With the growing automation and proliferation of technology in almost all fields of business strategy and operations, IT has got weaved into a multi-threaded business environment. Being an enabler of decision making process and business workflows in a company, the CIO has not only become the most informed person after the CEO, but also a trusted partner for other business leaders in the organization.
Not so long ago, a Gartner study had gone to the extent of declaring that the CIO species may become extinct. But what we see today is the CIO has mutated, evolved to become an integral part and trusted member of organization leadership. He or she is now considered the person with business insights and understands business impact, which makes him or her worthy of being on the board of a company.

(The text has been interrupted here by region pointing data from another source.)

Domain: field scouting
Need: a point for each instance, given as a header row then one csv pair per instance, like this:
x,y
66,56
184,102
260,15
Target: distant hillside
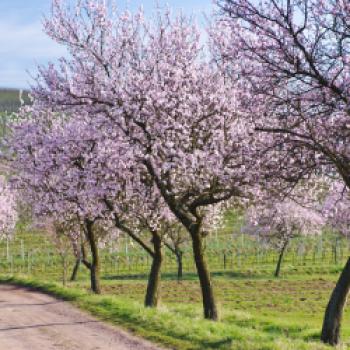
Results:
x,y
10,100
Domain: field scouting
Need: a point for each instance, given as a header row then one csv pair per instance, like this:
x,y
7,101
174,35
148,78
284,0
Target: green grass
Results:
x,y
9,100
256,310
256,313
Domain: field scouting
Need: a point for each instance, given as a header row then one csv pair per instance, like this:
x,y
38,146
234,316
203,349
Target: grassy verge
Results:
x,y
180,325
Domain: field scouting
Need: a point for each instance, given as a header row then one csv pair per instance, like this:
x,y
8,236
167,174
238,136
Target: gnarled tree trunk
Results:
x,y
152,293
280,259
334,311
209,304
179,265
95,259
75,269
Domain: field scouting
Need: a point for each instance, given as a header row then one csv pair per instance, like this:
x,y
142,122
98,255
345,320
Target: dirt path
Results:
x,y
34,321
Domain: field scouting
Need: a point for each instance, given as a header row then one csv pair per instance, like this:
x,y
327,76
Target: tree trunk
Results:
x,y
334,311
179,265
152,293
95,261
75,270
64,270
280,258
209,304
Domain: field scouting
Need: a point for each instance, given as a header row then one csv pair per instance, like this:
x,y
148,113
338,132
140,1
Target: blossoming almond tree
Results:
x,y
49,161
295,57
175,108
8,210
277,222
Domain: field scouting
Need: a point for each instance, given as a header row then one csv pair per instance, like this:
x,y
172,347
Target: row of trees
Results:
x,y
144,129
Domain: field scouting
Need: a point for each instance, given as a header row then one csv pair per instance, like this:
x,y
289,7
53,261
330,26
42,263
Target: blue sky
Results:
x,y
23,45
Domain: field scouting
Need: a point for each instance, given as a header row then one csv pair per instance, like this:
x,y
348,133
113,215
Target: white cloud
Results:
x,y
22,46
26,40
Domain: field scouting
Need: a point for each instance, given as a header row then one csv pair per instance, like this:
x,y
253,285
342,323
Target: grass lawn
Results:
x,y
256,312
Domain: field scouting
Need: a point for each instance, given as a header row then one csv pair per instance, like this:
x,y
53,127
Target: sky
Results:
x,y
23,45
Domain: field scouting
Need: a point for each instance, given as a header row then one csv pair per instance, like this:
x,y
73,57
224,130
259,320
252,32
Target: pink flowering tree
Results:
x,y
294,55
336,211
74,171
277,222
8,210
153,84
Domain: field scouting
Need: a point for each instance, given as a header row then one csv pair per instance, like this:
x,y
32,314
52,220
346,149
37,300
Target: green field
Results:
x,y
257,311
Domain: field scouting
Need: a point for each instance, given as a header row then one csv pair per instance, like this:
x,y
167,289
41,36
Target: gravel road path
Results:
x,y
31,320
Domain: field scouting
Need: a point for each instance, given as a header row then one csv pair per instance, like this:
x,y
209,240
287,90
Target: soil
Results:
x,y
35,321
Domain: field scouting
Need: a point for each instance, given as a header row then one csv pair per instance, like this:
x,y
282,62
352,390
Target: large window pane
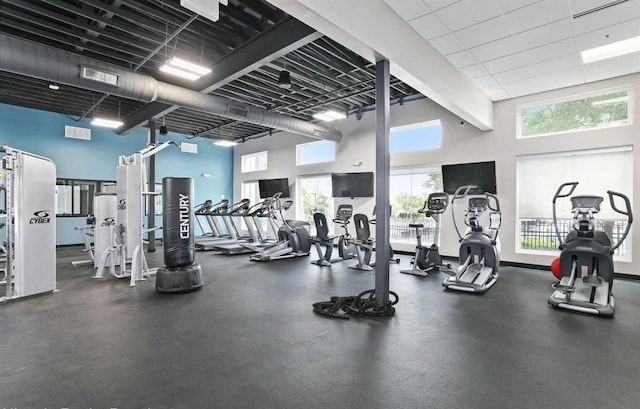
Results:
x,y
596,171
415,137
408,190
314,195
601,110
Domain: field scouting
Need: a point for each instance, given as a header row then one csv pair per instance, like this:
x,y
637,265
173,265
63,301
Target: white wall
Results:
x,y
460,144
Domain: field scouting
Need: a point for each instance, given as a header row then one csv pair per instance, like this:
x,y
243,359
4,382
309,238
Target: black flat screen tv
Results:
x,y
481,174
269,187
356,184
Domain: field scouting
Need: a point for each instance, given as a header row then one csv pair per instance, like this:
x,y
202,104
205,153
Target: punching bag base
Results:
x,y
179,279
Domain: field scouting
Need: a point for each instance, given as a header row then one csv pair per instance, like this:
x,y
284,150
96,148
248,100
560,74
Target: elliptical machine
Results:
x,y
479,247
428,259
586,255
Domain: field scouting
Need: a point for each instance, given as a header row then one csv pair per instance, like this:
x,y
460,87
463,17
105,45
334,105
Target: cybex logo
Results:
x,y
185,229
41,216
108,221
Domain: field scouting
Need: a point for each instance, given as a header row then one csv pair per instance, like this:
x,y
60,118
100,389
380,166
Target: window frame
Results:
x,y
572,98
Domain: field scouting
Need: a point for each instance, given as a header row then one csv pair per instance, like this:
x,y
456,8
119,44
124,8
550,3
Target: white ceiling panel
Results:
x,y
474,71
462,59
485,32
546,34
429,26
507,63
408,9
537,14
599,37
439,4
611,16
506,6
447,44
515,75
466,13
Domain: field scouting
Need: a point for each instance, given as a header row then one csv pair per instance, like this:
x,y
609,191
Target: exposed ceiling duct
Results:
x,y
45,63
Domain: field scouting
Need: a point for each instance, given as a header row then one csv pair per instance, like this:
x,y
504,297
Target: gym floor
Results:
x,y
249,339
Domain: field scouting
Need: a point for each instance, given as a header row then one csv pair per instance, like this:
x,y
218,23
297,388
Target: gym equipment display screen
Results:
x,y
269,187
359,184
481,174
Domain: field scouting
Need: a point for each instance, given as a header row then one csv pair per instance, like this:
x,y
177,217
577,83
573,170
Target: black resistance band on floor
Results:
x,y
358,305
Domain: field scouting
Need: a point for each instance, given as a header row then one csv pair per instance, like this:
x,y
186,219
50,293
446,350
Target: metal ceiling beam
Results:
x,y
280,40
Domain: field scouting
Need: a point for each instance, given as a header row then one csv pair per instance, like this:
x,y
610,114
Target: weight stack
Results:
x,y
180,273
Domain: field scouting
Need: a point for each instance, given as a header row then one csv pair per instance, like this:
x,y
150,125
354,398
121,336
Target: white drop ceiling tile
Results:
x,y
518,74
537,14
462,59
553,50
507,63
497,49
408,9
546,34
474,71
485,82
571,61
496,93
506,6
466,13
485,32
611,16
429,26
447,44
439,4
579,6
618,32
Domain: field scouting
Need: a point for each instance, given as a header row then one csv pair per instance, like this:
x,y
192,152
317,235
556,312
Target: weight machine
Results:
x,y
29,208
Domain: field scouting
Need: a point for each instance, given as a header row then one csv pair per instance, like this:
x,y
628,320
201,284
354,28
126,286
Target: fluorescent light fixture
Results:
x,y
616,49
107,123
225,143
184,69
329,116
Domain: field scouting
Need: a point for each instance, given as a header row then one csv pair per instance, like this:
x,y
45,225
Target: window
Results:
x,y
254,162
315,152
596,171
314,195
408,190
75,197
415,137
578,113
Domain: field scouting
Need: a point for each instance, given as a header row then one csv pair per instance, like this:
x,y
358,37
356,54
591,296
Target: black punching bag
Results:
x,y
177,222
179,274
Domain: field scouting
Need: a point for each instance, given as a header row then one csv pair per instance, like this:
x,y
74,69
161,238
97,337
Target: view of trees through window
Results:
x,y
604,110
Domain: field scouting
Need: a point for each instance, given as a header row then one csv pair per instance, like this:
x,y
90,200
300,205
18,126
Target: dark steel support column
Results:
x,y
151,200
383,210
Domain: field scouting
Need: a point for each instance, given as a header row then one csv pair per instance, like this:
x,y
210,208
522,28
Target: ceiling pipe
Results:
x,y
50,64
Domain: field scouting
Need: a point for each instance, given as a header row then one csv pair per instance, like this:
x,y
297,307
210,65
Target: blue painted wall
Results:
x,y
42,133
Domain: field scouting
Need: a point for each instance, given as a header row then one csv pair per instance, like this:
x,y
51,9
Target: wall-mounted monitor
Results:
x,y
356,184
481,174
269,187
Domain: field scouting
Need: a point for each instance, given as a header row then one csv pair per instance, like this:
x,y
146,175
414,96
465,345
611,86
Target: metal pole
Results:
x,y
151,216
383,210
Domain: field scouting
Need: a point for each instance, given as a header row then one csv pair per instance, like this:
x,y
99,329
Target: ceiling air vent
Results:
x,y
599,8
237,111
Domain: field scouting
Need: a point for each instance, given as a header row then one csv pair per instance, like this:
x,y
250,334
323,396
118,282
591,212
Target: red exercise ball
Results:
x,y
555,267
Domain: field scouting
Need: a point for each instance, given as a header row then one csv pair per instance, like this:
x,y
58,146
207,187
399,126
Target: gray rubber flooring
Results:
x,y
249,339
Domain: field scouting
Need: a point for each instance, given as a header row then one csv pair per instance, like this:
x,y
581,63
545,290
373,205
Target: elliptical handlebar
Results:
x,y
627,213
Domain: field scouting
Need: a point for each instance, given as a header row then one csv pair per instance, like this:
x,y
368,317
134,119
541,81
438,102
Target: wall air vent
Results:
x,y
237,111
599,8
98,75
76,132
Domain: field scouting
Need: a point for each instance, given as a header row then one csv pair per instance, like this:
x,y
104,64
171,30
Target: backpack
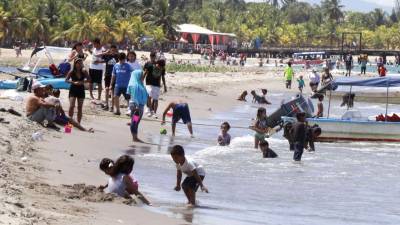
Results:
x,y
22,84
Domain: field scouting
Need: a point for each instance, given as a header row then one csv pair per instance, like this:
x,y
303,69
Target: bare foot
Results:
x,y
137,140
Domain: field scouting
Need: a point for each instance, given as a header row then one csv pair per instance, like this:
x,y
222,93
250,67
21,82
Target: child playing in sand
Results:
x,y
224,138
301,83
242,97
266,151
195,174
121,179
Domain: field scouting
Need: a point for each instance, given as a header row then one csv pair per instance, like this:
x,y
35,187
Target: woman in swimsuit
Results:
x,y
77,78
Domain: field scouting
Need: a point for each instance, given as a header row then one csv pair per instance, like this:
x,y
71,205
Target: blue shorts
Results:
x,y
181,111
118,91
61,119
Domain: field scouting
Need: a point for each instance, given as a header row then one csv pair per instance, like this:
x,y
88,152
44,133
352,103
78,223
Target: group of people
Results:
x,y
123,183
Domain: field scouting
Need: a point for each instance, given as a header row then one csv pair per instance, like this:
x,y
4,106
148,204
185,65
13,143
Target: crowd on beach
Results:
x,y
141,83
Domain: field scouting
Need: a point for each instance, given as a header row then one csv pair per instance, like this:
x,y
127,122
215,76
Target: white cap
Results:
x,y
37,85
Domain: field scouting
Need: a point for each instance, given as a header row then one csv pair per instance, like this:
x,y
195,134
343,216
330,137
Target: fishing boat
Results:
x,y
353,126
40,56
310,58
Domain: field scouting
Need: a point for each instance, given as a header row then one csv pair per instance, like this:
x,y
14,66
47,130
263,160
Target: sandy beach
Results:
x,y
55,180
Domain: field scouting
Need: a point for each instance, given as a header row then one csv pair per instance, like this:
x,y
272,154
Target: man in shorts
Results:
x,y
96,68
110,58
180,111
121,76
154,71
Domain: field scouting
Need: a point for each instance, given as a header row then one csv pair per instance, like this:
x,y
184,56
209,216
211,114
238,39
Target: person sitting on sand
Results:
x,y
38,110
242,97
195,174
61,118
266,151
180,111
224,139
121,181
138,100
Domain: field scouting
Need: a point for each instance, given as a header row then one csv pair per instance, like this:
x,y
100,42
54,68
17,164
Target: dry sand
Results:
x,y
54,181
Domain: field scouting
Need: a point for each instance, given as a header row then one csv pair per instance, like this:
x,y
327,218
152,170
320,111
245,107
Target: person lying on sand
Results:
x,y
61,118
38,110
259,99
121,181
242,97
180,111
195,174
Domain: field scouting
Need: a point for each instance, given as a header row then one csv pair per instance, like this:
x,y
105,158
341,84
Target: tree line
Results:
x,y
272,22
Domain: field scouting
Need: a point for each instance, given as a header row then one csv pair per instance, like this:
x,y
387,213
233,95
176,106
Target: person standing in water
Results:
x,y
96,68
349,64
180,111
110,58
224,139
195,174
299,136
138,100
288,73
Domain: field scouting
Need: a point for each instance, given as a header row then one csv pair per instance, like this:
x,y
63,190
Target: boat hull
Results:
x,y
353,130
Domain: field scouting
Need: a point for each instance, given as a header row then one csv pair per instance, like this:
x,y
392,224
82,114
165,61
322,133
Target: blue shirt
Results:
x,y
122,73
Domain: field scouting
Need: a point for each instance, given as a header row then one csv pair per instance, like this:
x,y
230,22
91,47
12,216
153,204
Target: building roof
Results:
x,y
193,28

In large organizations, no longer is a CIO needed to throw tongue-twisting technical jargons to push for IT implementation; it is given and understood that IT is inherently required to improve business processes and productivity. The emphasis now is on value derived from IT implementation. In choosing a solution, a system integrator is largely the one who is sought-after as opposed to betting on the technical superiority of the solution since business transformation or benefit can only be achieved by successful implementation. Hence there are two high impact areas where CIOs are steadily becoming quite indispensible in the organization development: innovation and transformation.
Business intelligence gained through the analytics of organizational data positions CIO in an advantageous position, thereby nurturing innovation that and enhancing productivity. By continuously improving the business processes through a ‘package-to-process’ approach, the processes prescribed in mature packages are utilized to empower industry learning, bring in significant time-to-market advantage. The need of customization in the packages is getting lesser as these packages mature over the years, encompassing and improving the business processes that make an organization much more flexible.
With the advent of the next wave of applications and services being heralded by cloud computing, the CIO community will have to don its innovation cap to find avenues that create multi-faceted advantage for overall organization benefit. The journey through the cloud maybe a daunting one, but only a CIO can tide an organization through the technology challenges and take it to the next level.